Ce 8 juillet 1941, 5 baraques sont en cours d’aménagement dans la cour centrale. Un jardin potager a été créé dans la petite cour arrière et les conditions d’internement sont globalement correctes.
La vie culturelle au sein du camp est particulièrement dynamique (bibliothèque, orchestres, dont celui de jazz d’Arthur Briggs). Le camp apparaît aux membres de la Croix-Rouge bien mieux entretenu qu’en octobre 1940, lors de leur première visite.
En juillet 1941, les internés malades (64) sont soignés au Val de Grâce mais en 1944, une partie de l’hôpital de Saint-Denis est réquisitionnée à cette fin (le pavillon Larrey et les « pavillons 5 et 10 »,
Le 12 novembre 1943, lors d’une perquisition à la caserne des Suisses, la Gestapo aurait trouvé des armes et un poste émetteur T.S.F. Un tunnel de 20 mètres aurait été creusé dans la cave en vue d’une évasion.
À quelques jours de la Libération, des détenues malades du camp du fort de Romainville auraient été transférées au pavillon 10 de l’hôpital de Saint-Denis, partie prenante du camp.

Le camp est libéré fin août 1944 en même temps que la ville. En septembre 1944, le pillage du matériel et des locaux est constaté par la municipalité.
Le camp est alors transformé en camp de « suspects de collaboration avec l’ennemi » pour quelques mois avec quelques 1 312 détenus au 15 novembre 1944, au même titre que le camp de Drancy (5 451 détenus).

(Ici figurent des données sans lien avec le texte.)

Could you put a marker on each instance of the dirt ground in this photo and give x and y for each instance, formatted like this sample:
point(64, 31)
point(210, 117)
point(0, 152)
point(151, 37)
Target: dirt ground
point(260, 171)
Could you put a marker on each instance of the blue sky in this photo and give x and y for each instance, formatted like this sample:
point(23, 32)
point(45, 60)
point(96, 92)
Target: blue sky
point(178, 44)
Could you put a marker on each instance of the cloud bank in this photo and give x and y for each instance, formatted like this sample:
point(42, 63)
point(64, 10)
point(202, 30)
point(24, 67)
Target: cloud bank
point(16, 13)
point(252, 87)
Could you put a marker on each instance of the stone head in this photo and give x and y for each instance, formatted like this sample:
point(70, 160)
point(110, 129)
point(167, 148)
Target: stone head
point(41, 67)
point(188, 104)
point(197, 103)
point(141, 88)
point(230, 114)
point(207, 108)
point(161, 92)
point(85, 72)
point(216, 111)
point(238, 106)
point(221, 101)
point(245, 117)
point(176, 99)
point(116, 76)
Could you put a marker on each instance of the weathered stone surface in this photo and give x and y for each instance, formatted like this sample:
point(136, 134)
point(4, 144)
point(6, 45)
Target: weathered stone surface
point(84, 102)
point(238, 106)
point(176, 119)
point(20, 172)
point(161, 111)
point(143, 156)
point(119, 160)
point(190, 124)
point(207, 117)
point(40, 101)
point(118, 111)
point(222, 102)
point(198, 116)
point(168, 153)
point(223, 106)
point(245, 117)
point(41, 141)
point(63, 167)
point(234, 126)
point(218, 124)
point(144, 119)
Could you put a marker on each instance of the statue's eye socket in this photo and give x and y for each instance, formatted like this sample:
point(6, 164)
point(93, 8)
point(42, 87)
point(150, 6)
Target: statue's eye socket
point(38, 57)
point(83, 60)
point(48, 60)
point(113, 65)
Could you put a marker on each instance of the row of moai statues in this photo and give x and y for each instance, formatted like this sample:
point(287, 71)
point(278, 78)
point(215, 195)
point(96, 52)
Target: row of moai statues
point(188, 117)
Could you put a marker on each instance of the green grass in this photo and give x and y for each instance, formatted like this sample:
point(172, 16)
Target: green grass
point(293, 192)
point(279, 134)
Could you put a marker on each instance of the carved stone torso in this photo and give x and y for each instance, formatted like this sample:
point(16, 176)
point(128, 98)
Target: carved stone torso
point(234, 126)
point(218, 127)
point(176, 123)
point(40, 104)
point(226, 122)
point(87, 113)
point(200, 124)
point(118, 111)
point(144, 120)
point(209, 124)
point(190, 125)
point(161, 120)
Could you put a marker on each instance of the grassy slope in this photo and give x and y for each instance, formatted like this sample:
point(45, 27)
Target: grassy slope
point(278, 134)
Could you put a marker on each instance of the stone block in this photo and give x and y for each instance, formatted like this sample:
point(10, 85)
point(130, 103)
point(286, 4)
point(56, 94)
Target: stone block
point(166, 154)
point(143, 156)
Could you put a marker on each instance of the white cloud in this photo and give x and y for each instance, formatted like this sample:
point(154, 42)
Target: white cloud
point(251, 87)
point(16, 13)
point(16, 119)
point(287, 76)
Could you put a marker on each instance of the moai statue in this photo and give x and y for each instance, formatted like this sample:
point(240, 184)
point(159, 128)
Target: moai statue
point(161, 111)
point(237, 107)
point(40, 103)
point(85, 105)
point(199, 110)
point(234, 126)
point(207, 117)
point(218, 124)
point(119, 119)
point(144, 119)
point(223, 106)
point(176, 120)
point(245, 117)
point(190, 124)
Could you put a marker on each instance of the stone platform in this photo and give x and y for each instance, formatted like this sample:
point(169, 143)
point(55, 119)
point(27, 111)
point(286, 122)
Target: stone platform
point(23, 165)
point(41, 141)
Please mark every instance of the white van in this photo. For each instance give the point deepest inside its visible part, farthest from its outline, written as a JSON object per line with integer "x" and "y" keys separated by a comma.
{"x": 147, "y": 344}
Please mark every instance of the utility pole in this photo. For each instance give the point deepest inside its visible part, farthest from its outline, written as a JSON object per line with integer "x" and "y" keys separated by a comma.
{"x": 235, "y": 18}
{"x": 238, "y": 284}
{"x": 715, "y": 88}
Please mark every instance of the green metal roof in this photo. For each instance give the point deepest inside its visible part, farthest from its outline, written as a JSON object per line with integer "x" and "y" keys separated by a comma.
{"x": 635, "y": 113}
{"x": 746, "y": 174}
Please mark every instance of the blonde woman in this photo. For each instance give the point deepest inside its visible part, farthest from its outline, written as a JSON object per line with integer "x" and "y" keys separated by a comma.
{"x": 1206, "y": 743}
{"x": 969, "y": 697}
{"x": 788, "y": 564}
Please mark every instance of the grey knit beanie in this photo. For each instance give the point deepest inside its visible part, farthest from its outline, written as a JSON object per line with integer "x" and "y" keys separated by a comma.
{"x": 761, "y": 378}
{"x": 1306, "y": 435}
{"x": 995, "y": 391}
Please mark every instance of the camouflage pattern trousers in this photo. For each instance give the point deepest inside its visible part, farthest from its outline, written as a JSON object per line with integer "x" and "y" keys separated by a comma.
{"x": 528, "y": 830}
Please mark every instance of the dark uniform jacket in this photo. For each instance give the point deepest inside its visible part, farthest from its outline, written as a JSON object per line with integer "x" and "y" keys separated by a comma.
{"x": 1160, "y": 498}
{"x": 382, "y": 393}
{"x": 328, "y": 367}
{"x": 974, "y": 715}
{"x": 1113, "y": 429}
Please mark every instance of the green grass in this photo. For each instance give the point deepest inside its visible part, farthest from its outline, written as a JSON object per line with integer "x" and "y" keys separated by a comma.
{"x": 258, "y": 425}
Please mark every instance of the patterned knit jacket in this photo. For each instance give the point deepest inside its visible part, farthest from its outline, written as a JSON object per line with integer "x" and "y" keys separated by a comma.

Le fort de Noisy-le-Sec à Romainville aurait également eu cette affectation à l’automne 1944 (1 275 détenus). En décembre 1944, les effectifs sont quasiment les mêmes à Saint-Denis, un peu moins élevés à Drancy et ont presque diminué de moitié à Romainville.
La caserne des Tourelles à Paris complète le dispositif pour la Seine ; la Seine-et-Marne et la Seine-et-Oise sont désormais mises à contribution mais pour de plus petites unités, le plus souvent dans des casernes.